手入れの行き届いていない鬱蒼とした松林が、ざわざわと不気味な音を立てて揺れる。
景にできたのは、何度か瞳をまたたくことだけだった。
気が付くと、景ののど元に鬼の刀の切先が突きつけられていた。あまりの速さで、景は風さえ感じなかった。ただ、刀の峰の冷たさだけがじんわりと首に伝わってくるのに、景は凍りついた。
鬼はまさに鬼神のような冷酷な瞳を景に向けている。
ふたりの視線は強くからみ合って、どちらも一寸たりとも動かなかった。
しばらく無意識に呼吸を止めていた景は、胸が苦しくなってすうっと息を吸い込んだ。
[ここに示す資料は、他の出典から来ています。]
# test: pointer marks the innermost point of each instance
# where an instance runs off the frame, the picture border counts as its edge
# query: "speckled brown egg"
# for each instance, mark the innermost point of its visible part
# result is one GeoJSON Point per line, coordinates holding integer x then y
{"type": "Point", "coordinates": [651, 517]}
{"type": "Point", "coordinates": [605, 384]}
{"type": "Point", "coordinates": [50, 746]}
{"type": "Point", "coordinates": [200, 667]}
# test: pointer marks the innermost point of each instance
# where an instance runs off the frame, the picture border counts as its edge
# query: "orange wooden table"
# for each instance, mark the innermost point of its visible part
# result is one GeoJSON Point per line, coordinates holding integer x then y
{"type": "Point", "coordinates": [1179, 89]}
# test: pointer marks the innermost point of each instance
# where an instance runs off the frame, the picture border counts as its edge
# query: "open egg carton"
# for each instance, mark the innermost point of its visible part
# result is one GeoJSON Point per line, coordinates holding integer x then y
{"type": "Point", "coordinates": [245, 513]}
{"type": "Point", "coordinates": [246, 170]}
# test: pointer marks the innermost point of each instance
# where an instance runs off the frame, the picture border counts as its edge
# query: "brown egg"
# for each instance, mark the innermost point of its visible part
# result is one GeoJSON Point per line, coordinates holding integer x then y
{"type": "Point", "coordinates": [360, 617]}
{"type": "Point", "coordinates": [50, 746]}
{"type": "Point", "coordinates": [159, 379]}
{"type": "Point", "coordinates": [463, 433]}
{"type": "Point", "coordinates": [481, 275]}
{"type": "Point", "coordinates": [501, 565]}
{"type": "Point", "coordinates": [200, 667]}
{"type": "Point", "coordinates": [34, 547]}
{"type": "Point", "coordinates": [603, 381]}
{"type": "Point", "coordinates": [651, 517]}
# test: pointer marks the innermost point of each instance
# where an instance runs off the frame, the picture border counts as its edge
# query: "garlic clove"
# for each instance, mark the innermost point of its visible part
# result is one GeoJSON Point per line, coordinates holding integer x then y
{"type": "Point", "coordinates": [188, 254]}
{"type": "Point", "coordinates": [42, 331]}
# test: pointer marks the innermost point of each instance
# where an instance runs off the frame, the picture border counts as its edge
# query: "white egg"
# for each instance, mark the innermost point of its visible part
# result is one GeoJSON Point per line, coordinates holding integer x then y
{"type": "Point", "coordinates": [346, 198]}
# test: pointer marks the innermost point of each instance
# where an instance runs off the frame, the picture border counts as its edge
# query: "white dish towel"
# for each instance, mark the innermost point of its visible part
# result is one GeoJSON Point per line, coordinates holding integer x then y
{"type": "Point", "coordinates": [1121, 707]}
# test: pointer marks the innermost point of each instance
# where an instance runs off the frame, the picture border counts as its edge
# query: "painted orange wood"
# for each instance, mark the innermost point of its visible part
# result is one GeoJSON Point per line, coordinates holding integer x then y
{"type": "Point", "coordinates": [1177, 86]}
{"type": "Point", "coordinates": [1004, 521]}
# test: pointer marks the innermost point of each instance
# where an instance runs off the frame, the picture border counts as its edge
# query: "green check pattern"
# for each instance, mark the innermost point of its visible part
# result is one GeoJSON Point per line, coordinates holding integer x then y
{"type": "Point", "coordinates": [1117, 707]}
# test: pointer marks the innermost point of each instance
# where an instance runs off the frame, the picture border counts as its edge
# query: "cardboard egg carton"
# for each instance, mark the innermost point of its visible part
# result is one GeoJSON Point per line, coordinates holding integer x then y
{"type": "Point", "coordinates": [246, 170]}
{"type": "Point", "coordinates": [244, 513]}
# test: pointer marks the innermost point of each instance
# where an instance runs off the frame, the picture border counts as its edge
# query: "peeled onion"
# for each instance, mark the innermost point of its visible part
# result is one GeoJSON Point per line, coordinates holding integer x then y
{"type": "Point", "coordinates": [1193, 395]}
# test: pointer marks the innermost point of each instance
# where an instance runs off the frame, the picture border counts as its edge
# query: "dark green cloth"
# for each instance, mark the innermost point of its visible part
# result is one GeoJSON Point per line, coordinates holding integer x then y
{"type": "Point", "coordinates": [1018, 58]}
その途端に鬼の刀がほんの少し喉に食い込み、鋭い痛みを感じると、景の瞳から涙がこぼれた。
いいえ、違う──と、景は胸の中で否定した。
痛いのは刀ではない。
鬼に向けられた冷たい視線が、痛い。
鬼の瞳に星が見えないのが悲しい。このまま斬られてしまえば、もう彼に会えないのだということが辛い。
最期に見る鬼の目が、こんなふうに冷たいのが切ない。
景はそっとまぶたを伏せて目を閉じた。
そして、鬼を恨まないでいようと心に決めた。彼に助けてもらわなかったら、景の命はすでに昨日終わっていたのだろうから。彼に出逢わなければ、景はまだ殿方を慕う心を知らないままでいたのだろうから。
たとえほんの短い間でも、鬼は景に幸せな気持ちを与えてくれた。
彼にしかできない、不思議なかたちで。